At the AFR today, Professor Warwick McKibbin offers us a ball tearing narrative for our times. It’s worth taking some time to dissect this piece as it is rare that we get something beyond the usual drivel. McKibbin begins:
Many policymakers fail to realise that a long-term transformation of the global economy is under way and the upheaval in established industries, reflected also in Australia, is not just a result of the mining boom or the Dutch Disease that commodity booms can spawn.
The implications of the global transformation are important for us as it will affect the rates at which our multi-speed economy adjusts, as well as the terms of trade and the capacity of the federal budget to respond.
The emergence of China and India has caused a growing structural shock for Western economies, as there has been a big change in production and consumption that has changed global relative prices and comparative advantage.
In short, production is moving where labour is cheapest.

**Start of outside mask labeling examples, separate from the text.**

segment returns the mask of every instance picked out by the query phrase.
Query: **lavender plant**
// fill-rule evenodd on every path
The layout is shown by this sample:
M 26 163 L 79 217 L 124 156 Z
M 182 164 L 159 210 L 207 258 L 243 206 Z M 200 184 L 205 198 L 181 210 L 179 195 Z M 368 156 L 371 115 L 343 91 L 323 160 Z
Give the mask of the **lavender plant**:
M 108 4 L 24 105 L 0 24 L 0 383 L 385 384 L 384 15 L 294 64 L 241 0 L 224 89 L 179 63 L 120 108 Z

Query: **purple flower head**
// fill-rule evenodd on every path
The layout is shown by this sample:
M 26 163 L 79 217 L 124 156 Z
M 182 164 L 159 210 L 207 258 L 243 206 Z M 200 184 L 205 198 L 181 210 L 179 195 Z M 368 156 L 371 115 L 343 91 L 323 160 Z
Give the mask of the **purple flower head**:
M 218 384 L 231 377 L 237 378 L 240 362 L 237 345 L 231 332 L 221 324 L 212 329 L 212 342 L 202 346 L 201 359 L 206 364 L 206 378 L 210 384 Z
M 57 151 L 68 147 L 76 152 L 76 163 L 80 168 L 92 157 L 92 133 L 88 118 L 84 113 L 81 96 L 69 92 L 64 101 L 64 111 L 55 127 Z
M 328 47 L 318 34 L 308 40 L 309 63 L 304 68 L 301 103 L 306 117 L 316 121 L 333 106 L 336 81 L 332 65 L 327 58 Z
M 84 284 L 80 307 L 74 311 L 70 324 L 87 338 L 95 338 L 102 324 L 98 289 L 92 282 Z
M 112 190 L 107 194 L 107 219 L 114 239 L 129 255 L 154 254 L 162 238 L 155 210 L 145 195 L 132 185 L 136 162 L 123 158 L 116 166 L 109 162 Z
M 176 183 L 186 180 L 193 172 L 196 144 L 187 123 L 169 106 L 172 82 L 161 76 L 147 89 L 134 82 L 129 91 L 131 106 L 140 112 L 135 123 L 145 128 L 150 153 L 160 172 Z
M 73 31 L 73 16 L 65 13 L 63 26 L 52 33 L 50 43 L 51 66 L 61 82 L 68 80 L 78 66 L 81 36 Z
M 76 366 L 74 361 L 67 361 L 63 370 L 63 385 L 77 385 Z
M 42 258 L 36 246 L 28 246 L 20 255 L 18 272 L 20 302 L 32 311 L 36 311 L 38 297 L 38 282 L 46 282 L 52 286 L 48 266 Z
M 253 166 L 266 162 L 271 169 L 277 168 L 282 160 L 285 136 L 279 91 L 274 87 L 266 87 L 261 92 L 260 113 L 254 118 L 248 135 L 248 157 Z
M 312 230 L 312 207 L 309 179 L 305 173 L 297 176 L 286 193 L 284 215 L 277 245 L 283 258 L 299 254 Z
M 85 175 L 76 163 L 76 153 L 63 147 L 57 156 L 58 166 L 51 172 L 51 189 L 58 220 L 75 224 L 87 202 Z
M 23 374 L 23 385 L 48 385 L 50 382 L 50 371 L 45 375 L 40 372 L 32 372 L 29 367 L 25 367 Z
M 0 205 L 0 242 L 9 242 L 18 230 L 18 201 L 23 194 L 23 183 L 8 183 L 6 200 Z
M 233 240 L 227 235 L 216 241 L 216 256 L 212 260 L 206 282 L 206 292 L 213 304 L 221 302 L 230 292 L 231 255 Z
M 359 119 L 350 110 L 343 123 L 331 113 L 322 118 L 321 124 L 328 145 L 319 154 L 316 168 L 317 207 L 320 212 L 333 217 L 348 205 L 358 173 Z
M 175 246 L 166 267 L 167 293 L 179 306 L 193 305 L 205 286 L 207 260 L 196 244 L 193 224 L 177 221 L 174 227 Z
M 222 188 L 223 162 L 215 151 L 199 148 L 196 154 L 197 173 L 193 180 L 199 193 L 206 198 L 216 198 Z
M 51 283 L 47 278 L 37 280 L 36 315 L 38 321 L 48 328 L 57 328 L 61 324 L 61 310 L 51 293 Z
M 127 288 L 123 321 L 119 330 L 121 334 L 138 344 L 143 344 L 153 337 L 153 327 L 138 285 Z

Western economies de-industrialise as Eastern economies industrialise. McKibbin then usefully profiles the US response to this:
Countries affected by the crisis have made the mistake of not adjusting their economies to this long-term structural shift, mistaking structural shocks for inadequate demand.
The 2001 recession in the US was met with loose monetary policy that led to further misallocation of global capital, setting the scene for the crisis in 2008, which was met again with demand management policy when the major problem was structural change and capital misallocation.
What an enormous relief it is to see a serious intellect and policy insider embracing two ideas here. The first is that the US was largely responsible for the post-millennium housing bubble, not China via the savings glut thesis. Although it is true that by 2005/06 the flow of Chinese savings into US long bonds was retarding the effect of interest rate hikes, by that time the horse had well and truly bolted, let loose by profligate rate setting under “easy” Alan Greenspan. Anyone who has tracked the writing of Doug Noland over the past decade knows exactly what I’m talking about.
The second idea is “capital misallocation”, which is an Austrian economics concept that in any boom you get overexcited capital doing stupid and ultimately unproductive things. To my mind it is probably the most important idea produced by the Austrian school and should long ago have been embraced by central banks, enabling them to not so actively manage the business cycle, but rather stand back and allow busts to transpire (this would of course lead to more and smaller recessions but would help prevent the kind of loing-cycle debt reckoning we now face). Bravo!
Mckibbin then moves his argument to Australia and there he sees a confusion between policy aimed at offsetting Dutch disease and the real need to adapt to the larger de-industrialisation trend:
If policy is based solely on forecasts about whether China will keep buying our minerals, then Australia is making a big mistake.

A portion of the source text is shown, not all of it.